Telemedicine: Building An Application To Monitor Spo2 Index, Heart Rate, Body Temperature, Supporting Remote Medical Examination For Medical Centers.
Abstract
Nowadays, technology is a part of modern life due to its convenience and ease of
usage. However, technology applications for health still need to be more prevalent and easy to
use for everyone. Therefore, it is necessary to build an application with a personalized
experience and many support functions for the medical center and the patient. Telemedicine
plays a critical role in the connection between doctors and patients and the preliminary
prediction of a patient's condition by analyzing their body index and symptoms.
In this thesis, an application of telemedicine will be built on the website platform for
easy access from everywhere with the internet. The solution includes using technologies from
the Node.js library and two preliminary patient condition prediction models.
Predictive modeling is a mathematical process used to predict future events or
outcomes by analyzing patterns in a given input data set. This process is based on the user
measuring and filling out the form on the website. Then, an algorithm can be implemented
using the user’s form-filling information.

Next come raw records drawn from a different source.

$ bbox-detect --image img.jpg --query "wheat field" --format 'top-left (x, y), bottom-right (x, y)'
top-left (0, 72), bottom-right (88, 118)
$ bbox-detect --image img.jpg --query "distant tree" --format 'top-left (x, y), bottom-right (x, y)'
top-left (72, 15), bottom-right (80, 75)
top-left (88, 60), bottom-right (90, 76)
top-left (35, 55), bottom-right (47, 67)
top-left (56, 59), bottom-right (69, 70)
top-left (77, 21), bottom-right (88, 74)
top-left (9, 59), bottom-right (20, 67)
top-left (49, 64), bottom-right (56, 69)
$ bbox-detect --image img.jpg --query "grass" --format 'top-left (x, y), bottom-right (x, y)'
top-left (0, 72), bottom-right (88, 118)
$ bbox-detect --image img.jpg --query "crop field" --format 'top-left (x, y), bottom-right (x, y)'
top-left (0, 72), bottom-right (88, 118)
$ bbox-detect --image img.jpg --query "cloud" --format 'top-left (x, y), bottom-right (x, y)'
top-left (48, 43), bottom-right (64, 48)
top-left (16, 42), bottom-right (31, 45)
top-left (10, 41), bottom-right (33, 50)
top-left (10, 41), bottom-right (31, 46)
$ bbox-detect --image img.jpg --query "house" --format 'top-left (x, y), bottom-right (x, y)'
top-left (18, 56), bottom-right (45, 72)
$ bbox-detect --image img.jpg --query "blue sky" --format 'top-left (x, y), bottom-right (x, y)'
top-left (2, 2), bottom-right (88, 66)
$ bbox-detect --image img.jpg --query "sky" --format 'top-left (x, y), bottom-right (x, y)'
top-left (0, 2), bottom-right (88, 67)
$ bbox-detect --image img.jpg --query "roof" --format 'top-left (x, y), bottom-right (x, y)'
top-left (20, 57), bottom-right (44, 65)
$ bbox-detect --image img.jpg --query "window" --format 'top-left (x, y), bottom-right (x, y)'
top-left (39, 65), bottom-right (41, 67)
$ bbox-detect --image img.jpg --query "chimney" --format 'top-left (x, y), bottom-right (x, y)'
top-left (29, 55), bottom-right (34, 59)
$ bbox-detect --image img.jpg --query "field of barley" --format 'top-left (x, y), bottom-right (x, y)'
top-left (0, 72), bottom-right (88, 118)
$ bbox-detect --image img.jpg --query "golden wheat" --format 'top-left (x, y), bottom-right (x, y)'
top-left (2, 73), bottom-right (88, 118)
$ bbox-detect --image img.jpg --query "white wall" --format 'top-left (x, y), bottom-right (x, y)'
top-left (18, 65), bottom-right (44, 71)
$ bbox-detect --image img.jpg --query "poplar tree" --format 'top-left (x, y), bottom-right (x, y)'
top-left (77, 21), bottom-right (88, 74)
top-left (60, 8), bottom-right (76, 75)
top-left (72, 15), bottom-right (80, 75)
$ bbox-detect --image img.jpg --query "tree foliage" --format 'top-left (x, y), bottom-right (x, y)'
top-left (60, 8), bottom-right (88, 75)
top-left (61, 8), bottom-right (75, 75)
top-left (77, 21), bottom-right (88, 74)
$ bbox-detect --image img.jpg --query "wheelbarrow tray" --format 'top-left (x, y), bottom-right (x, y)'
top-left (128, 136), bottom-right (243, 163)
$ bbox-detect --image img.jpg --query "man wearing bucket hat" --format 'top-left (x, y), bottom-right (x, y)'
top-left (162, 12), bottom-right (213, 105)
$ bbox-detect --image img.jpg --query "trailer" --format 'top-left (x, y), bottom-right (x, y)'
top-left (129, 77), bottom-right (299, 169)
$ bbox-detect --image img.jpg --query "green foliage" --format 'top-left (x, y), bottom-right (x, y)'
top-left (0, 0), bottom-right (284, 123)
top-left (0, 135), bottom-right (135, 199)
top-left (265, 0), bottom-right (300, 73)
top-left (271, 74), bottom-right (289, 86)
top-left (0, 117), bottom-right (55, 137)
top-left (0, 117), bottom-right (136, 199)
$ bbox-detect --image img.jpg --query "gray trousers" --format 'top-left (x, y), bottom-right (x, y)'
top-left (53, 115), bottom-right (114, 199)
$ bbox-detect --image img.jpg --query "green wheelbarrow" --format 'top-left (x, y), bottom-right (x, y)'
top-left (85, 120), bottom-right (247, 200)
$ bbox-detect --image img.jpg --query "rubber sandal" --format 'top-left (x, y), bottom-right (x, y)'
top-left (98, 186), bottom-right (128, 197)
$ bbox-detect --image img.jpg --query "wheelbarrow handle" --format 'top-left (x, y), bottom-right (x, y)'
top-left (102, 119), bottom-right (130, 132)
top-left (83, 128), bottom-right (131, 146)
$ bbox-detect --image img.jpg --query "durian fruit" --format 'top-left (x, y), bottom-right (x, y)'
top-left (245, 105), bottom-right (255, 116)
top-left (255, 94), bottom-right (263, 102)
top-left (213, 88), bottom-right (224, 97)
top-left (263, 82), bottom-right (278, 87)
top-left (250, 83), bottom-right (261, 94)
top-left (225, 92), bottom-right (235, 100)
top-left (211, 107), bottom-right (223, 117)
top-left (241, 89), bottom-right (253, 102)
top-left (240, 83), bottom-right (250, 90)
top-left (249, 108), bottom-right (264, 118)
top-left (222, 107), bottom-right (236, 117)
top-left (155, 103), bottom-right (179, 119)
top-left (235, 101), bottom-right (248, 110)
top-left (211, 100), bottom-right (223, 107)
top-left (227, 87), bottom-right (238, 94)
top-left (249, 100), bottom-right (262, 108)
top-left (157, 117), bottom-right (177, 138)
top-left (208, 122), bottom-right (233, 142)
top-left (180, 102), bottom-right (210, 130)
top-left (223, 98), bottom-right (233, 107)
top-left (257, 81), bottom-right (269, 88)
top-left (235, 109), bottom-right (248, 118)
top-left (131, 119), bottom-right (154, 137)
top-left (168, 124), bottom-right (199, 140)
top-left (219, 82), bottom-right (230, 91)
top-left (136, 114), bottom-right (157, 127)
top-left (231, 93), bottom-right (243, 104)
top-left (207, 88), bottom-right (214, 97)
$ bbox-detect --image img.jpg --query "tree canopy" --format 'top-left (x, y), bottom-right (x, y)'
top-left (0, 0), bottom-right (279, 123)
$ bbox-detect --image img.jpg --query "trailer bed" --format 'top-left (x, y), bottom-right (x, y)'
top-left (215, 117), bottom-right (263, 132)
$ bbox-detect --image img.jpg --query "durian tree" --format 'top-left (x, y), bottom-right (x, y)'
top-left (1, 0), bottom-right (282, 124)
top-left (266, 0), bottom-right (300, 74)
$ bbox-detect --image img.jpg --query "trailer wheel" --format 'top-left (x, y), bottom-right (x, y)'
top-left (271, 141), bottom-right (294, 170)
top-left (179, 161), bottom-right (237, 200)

Together, these technologies provide a powerful toolset for building a telemedicine
website. This also allows developers to build scalable, efficient, and secure applications that
offer a personalized experience to the users. The method involves the following steps:
Data Preprocessing: Once the data has been collected, it needs to be preprocessed
before it can be analyzed. This involves cleaning the data, removing duplicates, and
converting it into an easily researched format.
Prediction Generation: Based on the data has been processed, the model will
immediately return a result for the user and it can be displayed on the website.
Feedback and Improvement: The final step is continuously collecting user feedback
and improving the prediction model based on the input. This helps ensure that the model
provides accurate predictions and timely advice to the users.
The proposed method aims to improve the user experience and increase humans'
quality of life and health in modern life.